How Not to Run a City

Will somebody please help this city?

Will somebody please help this city?

The bad news just keeps getting worse for the City of Richmond: An audit released yesterday of 98,000 transactions valued at $2 billion found significant delays to vendors, insufficient and inconsistent documentation and unrecorded wire transfers, the Richmond Times-Dispatch reports. That report was presented alongside a second report, an assessment of Richmond’s fiscal sustainability that found that the city collects and spends 1 1/2 times the revenue per capita of benchmark localities.

“I look at it and say, ‘My gosh, we have a lot of inefficiencies here,’” said Ramon Brinkman, a member of the audit committee. “What could you save by reducing some of the expenses and give a little money back to the taxpayer?”

Richmond is an awesome city. It has wonderful people, great neighborhoods, historical architecture, vibrant businesses, a rich history, a multitude of museums, theaters, art galleries and cultural institutions, and one of the most beautiful rivers in the country. But it has a wasteful and inefficient city government that taxes too much and delivers too little in the way of municipal services.
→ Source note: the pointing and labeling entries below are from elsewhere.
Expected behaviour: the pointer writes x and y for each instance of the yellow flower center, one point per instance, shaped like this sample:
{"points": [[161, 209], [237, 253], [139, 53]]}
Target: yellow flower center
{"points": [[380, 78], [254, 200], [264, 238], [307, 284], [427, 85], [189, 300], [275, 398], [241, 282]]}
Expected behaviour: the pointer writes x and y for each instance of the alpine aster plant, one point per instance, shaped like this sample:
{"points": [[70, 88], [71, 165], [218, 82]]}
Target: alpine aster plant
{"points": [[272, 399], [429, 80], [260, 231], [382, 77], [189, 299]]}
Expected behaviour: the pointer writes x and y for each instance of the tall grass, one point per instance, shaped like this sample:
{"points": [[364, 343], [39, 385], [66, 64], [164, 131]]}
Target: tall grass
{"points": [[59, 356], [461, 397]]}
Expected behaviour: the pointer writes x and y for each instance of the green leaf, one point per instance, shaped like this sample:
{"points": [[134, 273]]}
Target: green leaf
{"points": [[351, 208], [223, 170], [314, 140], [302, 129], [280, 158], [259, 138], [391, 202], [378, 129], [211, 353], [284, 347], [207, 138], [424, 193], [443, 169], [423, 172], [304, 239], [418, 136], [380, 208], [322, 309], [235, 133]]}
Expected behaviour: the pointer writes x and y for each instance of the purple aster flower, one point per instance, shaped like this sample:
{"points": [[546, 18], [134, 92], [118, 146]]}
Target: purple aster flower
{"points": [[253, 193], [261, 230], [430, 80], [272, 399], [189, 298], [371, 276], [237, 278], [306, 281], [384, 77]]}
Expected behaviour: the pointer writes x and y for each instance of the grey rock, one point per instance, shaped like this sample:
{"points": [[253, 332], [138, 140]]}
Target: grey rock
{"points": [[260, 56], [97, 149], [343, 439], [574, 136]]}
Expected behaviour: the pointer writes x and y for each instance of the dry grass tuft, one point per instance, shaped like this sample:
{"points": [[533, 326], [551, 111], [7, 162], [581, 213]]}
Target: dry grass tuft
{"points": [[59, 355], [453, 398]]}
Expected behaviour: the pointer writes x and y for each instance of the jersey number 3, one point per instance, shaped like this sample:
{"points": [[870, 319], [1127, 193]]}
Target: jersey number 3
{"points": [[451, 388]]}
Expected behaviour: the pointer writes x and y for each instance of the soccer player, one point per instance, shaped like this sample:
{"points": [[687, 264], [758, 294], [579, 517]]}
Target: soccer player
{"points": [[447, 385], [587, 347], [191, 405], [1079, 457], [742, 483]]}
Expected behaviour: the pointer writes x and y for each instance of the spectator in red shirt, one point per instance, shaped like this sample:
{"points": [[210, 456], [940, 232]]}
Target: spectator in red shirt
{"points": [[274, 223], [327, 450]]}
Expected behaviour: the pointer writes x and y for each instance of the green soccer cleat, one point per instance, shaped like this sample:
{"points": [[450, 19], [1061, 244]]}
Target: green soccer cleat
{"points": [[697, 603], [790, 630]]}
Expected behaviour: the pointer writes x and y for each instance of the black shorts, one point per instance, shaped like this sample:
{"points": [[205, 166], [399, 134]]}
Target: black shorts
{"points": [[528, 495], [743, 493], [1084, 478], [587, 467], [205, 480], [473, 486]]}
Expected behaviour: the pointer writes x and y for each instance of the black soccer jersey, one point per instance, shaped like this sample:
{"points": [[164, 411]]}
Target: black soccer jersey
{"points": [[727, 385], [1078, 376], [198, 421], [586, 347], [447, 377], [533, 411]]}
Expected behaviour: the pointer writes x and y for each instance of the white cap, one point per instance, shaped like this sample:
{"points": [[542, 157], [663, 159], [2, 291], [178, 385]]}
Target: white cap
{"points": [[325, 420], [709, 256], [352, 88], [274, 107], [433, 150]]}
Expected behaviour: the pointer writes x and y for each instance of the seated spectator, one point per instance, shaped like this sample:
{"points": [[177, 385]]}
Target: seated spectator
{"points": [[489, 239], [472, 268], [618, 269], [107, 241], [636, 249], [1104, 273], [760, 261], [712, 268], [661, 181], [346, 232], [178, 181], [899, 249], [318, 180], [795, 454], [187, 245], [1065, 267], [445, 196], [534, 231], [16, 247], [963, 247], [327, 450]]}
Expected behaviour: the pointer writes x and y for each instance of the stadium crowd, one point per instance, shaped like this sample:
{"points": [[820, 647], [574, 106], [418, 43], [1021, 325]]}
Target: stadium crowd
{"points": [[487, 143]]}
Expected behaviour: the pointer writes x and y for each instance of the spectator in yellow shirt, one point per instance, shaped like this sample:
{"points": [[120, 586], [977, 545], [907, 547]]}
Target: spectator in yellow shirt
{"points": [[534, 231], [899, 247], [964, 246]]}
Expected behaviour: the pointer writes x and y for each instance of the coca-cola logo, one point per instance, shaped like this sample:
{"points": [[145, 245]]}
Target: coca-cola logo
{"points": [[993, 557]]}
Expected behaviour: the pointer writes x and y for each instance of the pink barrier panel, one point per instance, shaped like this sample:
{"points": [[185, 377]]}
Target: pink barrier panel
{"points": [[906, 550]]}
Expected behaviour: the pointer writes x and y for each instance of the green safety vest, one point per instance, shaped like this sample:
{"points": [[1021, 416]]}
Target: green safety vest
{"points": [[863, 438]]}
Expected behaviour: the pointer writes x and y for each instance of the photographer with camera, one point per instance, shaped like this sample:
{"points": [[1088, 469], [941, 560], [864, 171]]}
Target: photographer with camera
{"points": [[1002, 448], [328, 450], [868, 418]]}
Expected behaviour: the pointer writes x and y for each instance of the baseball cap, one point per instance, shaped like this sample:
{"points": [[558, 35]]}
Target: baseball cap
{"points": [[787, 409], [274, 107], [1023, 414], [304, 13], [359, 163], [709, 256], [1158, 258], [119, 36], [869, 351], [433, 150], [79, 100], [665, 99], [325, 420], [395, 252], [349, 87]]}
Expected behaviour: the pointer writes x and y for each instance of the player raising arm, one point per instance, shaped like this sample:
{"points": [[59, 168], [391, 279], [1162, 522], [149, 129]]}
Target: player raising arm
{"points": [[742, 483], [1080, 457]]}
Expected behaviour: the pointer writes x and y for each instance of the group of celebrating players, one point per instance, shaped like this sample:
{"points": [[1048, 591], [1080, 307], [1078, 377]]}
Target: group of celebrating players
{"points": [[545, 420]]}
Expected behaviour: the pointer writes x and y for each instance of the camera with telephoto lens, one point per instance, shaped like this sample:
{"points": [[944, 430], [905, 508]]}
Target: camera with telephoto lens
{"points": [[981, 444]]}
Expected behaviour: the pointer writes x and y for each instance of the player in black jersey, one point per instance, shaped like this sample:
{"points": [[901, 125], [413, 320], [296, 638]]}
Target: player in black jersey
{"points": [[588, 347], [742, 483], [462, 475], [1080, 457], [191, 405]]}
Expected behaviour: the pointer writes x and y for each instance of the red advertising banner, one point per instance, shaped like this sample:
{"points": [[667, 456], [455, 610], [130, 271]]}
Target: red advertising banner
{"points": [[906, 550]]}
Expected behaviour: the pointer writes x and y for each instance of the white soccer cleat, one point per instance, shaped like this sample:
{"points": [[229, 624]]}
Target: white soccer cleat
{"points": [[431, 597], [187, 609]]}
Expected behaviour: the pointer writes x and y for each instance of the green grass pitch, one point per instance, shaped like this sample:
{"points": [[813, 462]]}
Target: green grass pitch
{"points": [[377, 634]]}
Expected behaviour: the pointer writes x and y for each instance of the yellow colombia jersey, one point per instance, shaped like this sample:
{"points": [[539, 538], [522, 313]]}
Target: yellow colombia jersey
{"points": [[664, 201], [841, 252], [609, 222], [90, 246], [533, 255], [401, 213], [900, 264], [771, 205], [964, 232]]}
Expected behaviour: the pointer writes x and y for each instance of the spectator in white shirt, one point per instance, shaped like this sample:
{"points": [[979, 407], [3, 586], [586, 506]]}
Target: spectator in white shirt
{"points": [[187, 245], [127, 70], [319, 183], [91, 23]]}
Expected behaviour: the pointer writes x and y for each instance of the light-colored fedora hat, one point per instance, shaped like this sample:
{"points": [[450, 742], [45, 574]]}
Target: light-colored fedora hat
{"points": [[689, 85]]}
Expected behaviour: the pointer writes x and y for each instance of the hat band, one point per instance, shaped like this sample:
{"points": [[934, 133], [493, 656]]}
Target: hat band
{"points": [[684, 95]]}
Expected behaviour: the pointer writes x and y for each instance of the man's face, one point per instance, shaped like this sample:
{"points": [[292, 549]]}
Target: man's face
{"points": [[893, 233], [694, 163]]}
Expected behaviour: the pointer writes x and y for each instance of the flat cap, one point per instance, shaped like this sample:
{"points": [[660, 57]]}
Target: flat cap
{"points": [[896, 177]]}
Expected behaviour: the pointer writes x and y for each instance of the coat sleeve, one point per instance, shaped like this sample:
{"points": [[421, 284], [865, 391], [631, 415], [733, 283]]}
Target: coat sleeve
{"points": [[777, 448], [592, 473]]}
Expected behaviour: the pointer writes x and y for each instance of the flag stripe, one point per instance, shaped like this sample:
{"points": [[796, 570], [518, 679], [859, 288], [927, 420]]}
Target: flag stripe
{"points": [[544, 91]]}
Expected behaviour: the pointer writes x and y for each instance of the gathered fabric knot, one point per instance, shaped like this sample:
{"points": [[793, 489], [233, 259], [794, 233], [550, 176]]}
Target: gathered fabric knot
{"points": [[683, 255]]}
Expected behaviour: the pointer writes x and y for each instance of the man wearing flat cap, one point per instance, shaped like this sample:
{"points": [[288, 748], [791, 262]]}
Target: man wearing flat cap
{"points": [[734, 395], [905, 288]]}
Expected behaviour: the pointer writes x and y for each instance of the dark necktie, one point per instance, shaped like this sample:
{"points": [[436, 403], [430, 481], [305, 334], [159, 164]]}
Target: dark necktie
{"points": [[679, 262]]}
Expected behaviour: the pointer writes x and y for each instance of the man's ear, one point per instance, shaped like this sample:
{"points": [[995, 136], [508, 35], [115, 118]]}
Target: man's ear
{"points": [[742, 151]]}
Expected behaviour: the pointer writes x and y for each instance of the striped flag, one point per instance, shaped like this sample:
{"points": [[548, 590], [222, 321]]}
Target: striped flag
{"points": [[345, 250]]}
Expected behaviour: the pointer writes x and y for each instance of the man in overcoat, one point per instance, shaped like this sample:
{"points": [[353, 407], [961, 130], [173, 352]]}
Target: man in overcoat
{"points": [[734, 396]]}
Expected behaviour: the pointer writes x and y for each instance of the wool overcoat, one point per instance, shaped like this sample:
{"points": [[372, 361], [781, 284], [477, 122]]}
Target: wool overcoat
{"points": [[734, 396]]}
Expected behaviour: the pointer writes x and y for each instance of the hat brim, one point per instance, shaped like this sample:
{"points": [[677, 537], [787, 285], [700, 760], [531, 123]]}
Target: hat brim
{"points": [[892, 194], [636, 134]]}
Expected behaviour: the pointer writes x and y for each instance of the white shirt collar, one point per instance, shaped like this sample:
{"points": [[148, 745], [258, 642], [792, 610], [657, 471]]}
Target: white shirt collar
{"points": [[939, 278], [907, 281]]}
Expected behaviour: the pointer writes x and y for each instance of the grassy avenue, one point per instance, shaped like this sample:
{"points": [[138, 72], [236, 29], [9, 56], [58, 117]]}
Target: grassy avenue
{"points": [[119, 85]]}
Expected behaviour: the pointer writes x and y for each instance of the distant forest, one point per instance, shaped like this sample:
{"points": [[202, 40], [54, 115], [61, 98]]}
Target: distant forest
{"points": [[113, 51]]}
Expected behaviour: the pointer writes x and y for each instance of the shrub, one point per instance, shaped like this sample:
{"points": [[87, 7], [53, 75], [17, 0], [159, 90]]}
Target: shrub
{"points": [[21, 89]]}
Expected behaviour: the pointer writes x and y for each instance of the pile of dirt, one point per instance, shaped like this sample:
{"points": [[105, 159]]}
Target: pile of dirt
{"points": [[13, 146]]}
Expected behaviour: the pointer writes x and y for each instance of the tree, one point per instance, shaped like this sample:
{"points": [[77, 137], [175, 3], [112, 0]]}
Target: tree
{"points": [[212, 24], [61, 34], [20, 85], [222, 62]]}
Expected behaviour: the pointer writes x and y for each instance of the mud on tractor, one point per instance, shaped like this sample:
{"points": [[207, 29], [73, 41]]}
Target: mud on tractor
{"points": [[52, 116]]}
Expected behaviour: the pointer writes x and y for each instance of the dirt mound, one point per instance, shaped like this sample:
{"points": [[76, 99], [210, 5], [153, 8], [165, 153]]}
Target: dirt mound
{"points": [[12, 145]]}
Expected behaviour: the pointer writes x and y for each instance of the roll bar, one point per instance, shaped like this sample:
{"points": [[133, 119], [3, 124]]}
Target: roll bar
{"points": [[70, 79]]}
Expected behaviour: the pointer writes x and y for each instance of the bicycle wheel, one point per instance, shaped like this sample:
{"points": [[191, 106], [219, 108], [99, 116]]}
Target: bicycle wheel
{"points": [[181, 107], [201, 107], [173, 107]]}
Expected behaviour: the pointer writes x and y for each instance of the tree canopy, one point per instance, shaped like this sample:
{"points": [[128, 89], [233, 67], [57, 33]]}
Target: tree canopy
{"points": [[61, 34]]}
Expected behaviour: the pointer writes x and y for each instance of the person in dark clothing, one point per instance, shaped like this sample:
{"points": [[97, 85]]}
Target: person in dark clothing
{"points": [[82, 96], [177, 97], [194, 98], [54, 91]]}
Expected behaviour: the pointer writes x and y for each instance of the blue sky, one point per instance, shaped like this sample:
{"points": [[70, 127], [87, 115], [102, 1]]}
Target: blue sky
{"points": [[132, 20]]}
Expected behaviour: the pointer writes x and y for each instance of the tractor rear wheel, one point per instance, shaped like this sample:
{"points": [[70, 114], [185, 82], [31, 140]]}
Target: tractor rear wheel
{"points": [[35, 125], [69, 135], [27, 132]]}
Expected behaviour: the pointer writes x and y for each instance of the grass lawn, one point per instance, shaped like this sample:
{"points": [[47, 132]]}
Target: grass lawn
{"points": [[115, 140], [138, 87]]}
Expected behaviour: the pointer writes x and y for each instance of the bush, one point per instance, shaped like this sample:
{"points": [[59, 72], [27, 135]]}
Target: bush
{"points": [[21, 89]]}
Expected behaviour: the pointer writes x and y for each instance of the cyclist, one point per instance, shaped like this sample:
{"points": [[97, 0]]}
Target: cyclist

Part of the city’s financial woes can be attributed to a flawed implementation of an $18  million RAPIDS financial system in 2013, which, according to the city’s deputy chief administrative officer, still suffers from “severe system limitations.” Another problem is the extensive staff turnover, insufficient training and heavy reliance upon inexperienced temps in the accounts receivable office. Those maladies, it would seem, are a reflection of poor management. Of course, there has been high turnover in senior staff positions as well, prompted no doubt by the frustrations encountered with the dismal organizational culture. Thus, the serpent swallows its tail in a never-ending loop of dysfunction.

Richmond has so much potential, but it will never live up to that potential until the city administration gets its act together. What will it take to make that happen? A mayor who makes organizational reform the unremitting focus of his or her attention over all other priorities.